Just as Lauren Weisberger’s wildly popular 2003 novel Devil Wears Prada exposed the fashion divas who dictate trends, Coulson’s tome serves as an indulgent expose of sorts. The Met is the largest art museum in the United States and welcomes millions of visitors annually.
But behind the walls of priceless artwork are miles of corridors where thousands of staff members are at work on everything from conservation to shaking down the world’s moneyed elite in order to raise the enormous funds required to keep the institution relevant and engaging. Coulson’s book is filled with characters who weave their way through her stories.
There is the somewhat raffish and naïve security guard, Radish, and the prickly and at times caddish director, Michel. Coulson was recently in Dallas for a book chat, led by another longtime veteran of art museums — myself — for a standing-room audience of members at the Park House.
She regaled the group with juicy insider tidbits that ranged from the slightly licentious to her most memorable moment on the red carpet for the Met Gala, when a paparazzo yelled “She’s no one!” as throngs of photographers lifted their lenses upon Coulson’s arrival. When asked to pick The Met’s most stylish donor, she responded without skipping a beat: Jayne Wrightsman, the grand doyenne who died in April.
During her whirlwind press tour and stop in Dallas, I posed Coulson with PaperCity’s Preferential Treatment questionnaire. BTW: I ordered quite a few of her few books for Christmas presents this year.
Where are you right at this moment: On a flight to Dallas.
The zip code you call home: 10014
Style of residence: Apartment
Pajamas or in the buff: Olivia von Halle pajamas
Early or late riser: Both. I am a champion sleeper, easily recharged.
Coffee or tea: Weak English Breakfast tea, with lots of milk, all day.
Morning beauty ritual: L’Oréal lipstick #857
Evening beauty ritual: Pond’s Cold Cream
Go-to daytime ensemble: Citizens of Humanity denim jumpsuit
Ideal evening look: Le Smoking suit and Taffin jewelry
One thing you always keep in mind when getting dressed: Don’t match.
Your happy-place destination: Manhattan
The hotel you call your home-away-from-home: The Bauer Palazzo, Venice. The Hotel Locarno, Rome. The Portobello Hotel, London.
Travel bag: Brunello Cucinelli backpack
Last person you cocktailed with and what was your poison: 250 friends to celebrate Metropolitan Stories: A Novel. Stella Artois.
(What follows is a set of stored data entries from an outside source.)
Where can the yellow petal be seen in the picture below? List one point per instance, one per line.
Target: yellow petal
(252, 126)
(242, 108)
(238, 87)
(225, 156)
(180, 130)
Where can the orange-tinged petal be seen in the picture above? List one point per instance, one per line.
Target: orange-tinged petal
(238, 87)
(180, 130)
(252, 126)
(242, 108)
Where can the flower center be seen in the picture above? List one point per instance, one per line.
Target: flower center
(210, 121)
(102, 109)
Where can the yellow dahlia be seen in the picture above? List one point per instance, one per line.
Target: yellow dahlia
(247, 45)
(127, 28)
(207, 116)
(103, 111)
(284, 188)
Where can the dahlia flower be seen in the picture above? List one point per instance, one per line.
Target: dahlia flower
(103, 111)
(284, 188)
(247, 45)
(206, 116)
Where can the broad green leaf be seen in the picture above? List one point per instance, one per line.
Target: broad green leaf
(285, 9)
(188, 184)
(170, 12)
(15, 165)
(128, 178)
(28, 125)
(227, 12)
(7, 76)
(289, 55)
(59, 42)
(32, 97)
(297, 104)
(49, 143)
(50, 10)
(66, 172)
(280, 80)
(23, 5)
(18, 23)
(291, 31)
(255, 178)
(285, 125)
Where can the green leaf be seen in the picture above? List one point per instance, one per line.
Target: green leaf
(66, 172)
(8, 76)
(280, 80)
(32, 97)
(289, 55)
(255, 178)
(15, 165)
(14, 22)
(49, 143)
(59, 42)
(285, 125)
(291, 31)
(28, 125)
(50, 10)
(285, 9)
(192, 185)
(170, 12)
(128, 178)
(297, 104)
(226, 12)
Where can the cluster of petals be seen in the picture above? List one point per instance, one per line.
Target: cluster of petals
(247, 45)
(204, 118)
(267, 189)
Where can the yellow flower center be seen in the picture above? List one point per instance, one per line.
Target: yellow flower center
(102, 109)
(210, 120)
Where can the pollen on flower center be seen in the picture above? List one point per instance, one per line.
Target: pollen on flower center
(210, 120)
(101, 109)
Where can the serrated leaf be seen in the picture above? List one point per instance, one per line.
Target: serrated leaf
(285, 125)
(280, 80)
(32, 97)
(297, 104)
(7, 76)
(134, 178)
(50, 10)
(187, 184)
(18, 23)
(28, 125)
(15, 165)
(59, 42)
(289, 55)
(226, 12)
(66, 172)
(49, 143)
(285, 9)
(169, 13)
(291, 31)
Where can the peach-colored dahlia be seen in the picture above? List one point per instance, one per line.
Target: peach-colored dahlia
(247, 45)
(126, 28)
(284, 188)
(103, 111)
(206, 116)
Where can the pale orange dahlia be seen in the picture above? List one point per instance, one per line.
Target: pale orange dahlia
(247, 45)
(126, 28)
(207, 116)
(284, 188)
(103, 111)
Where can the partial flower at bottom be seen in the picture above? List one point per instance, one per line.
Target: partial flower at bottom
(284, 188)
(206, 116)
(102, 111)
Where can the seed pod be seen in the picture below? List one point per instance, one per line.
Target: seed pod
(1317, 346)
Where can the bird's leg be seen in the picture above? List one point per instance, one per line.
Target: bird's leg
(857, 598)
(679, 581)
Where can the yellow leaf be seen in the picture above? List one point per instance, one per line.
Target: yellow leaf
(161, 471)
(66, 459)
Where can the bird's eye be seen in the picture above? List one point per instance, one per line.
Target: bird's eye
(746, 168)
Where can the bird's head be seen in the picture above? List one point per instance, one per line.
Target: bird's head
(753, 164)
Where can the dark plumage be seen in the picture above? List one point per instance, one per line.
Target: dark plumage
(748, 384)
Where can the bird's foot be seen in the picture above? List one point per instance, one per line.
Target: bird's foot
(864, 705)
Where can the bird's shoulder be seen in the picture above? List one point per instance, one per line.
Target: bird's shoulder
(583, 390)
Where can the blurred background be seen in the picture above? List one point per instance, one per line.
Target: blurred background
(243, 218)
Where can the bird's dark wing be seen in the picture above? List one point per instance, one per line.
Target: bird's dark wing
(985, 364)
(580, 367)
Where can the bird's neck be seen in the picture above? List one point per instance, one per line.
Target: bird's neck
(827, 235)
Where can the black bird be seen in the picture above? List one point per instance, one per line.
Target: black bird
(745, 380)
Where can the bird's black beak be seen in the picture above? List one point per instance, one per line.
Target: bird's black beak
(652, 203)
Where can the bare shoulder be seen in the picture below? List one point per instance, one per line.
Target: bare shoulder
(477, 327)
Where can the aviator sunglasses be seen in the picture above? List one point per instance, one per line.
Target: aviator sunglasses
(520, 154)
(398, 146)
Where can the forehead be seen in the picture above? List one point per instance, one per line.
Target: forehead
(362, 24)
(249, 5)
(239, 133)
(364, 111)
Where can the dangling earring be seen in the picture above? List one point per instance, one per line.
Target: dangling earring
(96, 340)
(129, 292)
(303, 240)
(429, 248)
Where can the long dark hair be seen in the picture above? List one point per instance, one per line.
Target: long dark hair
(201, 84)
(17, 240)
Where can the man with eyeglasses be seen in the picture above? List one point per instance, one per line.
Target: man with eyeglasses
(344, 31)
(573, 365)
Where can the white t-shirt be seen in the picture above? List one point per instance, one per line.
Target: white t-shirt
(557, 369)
Dream concert: Bach in the 18th Century
Store where you wish you had an unlimited charge account: Charlie Smith Gallery, London
Items currently on your coffee table: Books! Piles of books, including Izzy Goldman’s new catalog of Japanese prints; a Sheila Hicks book designed by Irma Boom; Lily Tuck’s novel, Sisters; the complete works of Lydia Davis; Isaac Mizrahi’s memoir, IM; Leanne Shapton’s Guestbook.
On top of the books: an Alice Attie drawing held down by a stripe-y rock, a bowl of Venetian beads, a chunk of coral from the old Chelsea flea market and the 19th century polychromed hand of a saint
Last movie you saw: JoJo Rabbit
Hall pass for a dalliance: Alexander Ferris, a character in my novel.
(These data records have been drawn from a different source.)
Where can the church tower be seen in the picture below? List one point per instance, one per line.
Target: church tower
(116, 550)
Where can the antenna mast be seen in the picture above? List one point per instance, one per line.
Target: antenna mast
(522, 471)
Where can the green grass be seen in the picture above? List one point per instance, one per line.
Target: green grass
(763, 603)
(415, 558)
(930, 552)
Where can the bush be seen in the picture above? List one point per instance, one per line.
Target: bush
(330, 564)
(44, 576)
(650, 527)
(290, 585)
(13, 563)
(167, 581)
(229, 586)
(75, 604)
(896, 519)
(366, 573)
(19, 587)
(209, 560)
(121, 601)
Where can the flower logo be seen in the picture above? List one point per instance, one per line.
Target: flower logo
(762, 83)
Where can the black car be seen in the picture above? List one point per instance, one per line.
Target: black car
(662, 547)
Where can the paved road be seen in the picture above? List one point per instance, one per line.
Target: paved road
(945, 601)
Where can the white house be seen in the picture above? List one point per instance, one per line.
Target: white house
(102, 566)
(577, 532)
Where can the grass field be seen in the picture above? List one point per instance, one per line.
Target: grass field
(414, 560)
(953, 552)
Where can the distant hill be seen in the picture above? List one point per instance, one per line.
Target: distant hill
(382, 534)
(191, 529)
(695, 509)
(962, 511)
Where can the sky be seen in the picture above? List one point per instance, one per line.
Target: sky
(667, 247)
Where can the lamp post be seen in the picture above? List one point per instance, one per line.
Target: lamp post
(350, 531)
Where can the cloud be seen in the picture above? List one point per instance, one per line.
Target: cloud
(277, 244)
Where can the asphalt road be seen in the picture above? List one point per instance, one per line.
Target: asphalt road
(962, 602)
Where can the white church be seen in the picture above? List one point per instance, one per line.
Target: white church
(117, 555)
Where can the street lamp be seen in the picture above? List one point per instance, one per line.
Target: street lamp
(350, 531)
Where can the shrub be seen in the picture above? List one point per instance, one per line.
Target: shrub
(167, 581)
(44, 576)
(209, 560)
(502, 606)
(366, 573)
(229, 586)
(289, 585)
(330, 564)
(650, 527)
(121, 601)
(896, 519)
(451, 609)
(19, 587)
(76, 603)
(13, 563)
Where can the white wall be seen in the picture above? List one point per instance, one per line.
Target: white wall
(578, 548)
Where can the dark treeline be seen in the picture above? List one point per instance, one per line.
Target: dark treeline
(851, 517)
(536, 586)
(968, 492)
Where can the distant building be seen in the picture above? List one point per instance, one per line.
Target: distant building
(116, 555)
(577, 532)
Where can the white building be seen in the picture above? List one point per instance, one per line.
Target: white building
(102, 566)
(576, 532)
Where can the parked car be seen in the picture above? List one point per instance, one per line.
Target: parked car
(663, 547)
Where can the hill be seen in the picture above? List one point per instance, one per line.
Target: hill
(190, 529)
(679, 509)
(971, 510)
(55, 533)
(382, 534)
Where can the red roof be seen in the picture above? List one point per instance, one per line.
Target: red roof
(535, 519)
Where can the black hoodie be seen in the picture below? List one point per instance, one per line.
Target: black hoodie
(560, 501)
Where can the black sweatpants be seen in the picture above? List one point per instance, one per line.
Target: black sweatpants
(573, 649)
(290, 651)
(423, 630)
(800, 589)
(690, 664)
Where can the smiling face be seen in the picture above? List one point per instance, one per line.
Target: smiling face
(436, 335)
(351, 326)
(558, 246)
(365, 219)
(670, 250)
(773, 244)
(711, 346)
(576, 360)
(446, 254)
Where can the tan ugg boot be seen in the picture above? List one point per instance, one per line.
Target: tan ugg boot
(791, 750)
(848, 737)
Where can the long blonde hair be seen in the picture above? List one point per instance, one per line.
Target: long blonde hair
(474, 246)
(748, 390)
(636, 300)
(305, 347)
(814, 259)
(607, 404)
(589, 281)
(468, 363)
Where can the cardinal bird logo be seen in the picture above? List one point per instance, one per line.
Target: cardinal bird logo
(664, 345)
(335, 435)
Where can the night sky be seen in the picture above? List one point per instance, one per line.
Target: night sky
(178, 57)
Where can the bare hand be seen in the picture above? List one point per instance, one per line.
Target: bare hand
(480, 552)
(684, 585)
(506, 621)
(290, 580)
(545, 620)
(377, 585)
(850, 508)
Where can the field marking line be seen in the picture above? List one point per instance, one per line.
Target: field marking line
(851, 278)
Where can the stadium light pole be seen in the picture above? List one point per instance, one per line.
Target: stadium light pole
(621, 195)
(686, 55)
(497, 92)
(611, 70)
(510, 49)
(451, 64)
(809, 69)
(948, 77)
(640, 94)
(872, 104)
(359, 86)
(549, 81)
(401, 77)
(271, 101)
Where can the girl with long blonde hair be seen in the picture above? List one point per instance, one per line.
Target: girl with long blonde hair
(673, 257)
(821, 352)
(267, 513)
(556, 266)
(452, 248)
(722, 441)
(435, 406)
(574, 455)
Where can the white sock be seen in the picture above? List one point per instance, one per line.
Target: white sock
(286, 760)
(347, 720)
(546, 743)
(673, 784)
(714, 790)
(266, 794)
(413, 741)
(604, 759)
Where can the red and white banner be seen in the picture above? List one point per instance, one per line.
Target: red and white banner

Who would play you in the movie of your life: Kristin Scott Thomas
If you weren’t in your current profession what would you be doing: Still working at The Met.
Secret skill: Hyper-realistic drawing
Guilty pleasure: Sam Jackson paintings: 11 and counting!
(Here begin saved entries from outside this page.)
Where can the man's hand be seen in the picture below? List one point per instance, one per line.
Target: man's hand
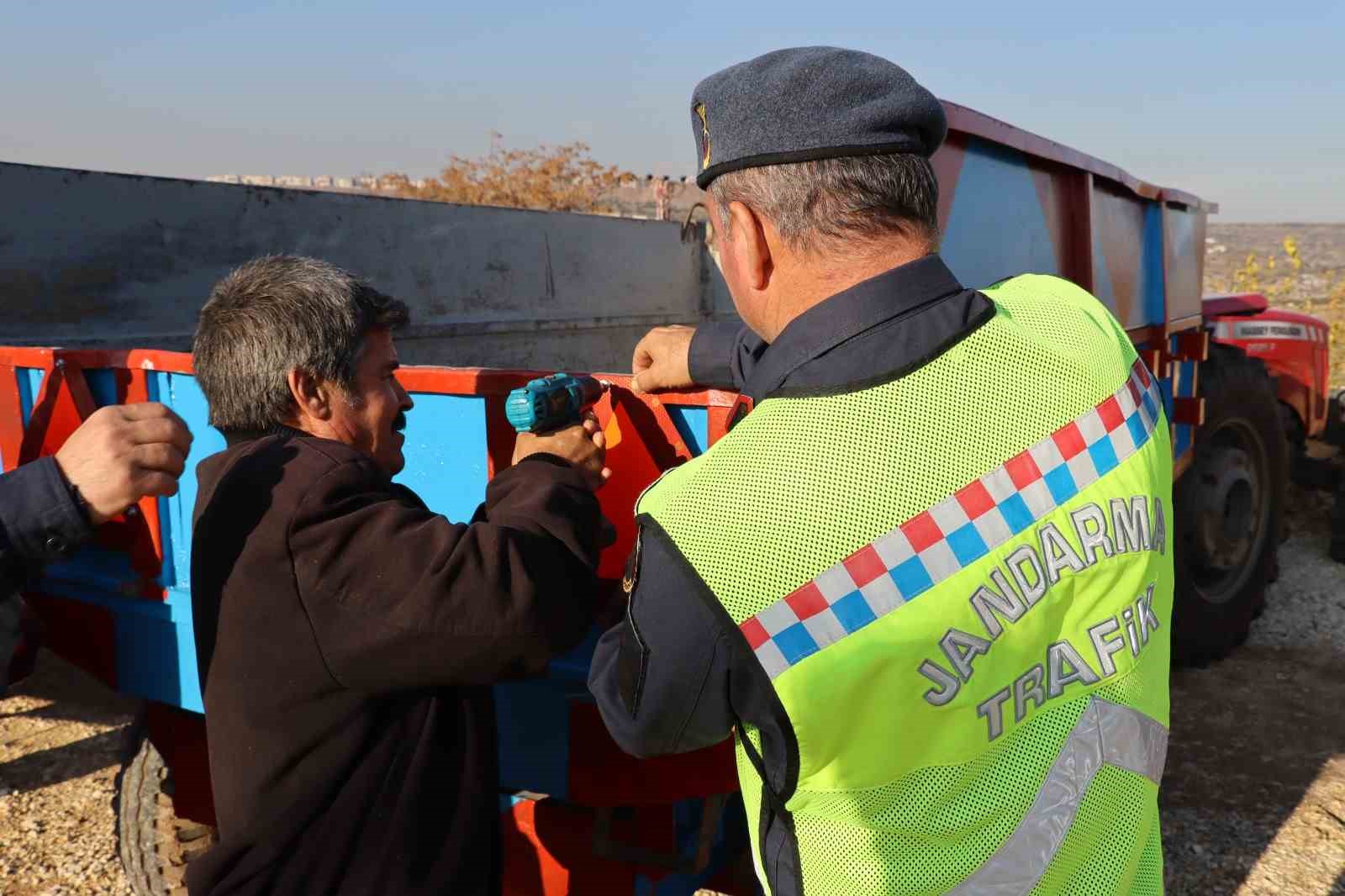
(661, 360)
(582, 444)
(123, 454)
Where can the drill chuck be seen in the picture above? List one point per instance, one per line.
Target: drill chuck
(551, 403)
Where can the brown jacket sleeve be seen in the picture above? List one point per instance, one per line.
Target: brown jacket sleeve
(401, 598)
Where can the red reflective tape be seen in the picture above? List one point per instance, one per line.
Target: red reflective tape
(1110, 414)
(1068, 440)
(755, 633)
(807, 600)
(975, 499)
(921, 532)
(864, 567)
(1022, 470)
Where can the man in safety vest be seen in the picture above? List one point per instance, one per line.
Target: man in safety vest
(926, 580)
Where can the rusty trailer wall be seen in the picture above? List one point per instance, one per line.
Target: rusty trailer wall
(91, 259)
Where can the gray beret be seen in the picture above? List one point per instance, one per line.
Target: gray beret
(810, 103)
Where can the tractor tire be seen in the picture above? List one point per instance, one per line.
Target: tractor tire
(1228, 509)
(154, 844)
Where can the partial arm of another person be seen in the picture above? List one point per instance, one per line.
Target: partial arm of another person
(661, 677)
(400, 596)
(112, 461)
(719, 354)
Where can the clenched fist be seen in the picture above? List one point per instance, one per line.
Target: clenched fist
(123, 454)
(583, 444)
(662, 360)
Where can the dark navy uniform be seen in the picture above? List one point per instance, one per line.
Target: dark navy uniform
(662, 678)
(40, 524)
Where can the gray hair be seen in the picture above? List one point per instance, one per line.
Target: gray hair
(279, 314)
(825, 202)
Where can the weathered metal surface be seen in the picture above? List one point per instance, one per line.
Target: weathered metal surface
(120, 260)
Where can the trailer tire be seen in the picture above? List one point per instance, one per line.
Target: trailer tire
(154, 844)
(1228, 510)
Favorite memory working at the Met: Sorting through the correspondence between the American Impressionist painter Mary Cassatt and the legendary 19th century collector Lousine Havemeyer, when I was an intern.
Favorite exhibition at the Met: Ever? Impossible. Now? “The Colmar Treasure” at The Cloisters, a brilliant example of how questions can be better than answers.
Favorite exhibition (outside of the Met) you’ve seen in the past five years: “Bernini” at the Villa Borghese in Rome (2017)
Metropolitan Stories is available at Interabang Books in Dallas, 5600 West Lovers Lane, interabangbooks.com.